While the filmmaker was able to take control of the execution of his own story, unlike past experiences on Final Destination or Day of the Dead, he was still confronted with challenges on set. “I’ve learned to go a little easier on people who’ve adapted my stuff because there is a vision that you have but then there’s the reality of when you’re shooting,” he says now, adding that because it was shot on an independent budget, “I know what’s important to hold precious and I know what’s important to let go of for the good of shooting and getting the film done.”
Ultimately, Reddick had more creative control on this film because he didn't have the limitations of a studio dictating major decisions. “I had a lot more creative freedom,” he says, particularly when it came to casting. After years of seeing white women in the lead, he unabashedly cast a rising Black actress. “It’s something that I’ve been trying to do for a long time,” he adds.
“If I had done this with a studio, which we were going to do at one point, our mandate was we had to have an A-list white actress for the lead,” Reddick recalls. “But doing this independently, I was like, ‘You know what?
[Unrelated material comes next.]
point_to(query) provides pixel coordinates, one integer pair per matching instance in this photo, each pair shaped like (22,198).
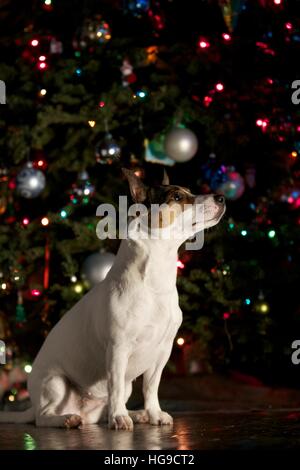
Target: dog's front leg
(151,380)
(117,360)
I’m going to find the best actress but I’m going to look into this great pool of talent that is not considered when you’re looking for a lead role.”
When it comes to casting Bell, Reddick couldn’t be more pleased. “I knew that she could carry the film,” he gushes. “I wanted to have that strong female in general but to have a strong person of color or strong Black woman playing the lead was very exciting for me.”
Looking ahead, the filmmaker is also excited to see the genre “finally getting some of the recognition it deserves,” he says. “I’m excited that we are starting to hear stories told from different perspectives, whether it be women or people of color or LGBTQ people or even international people.” All of it, he adds, is bringing “freshness” to the genre.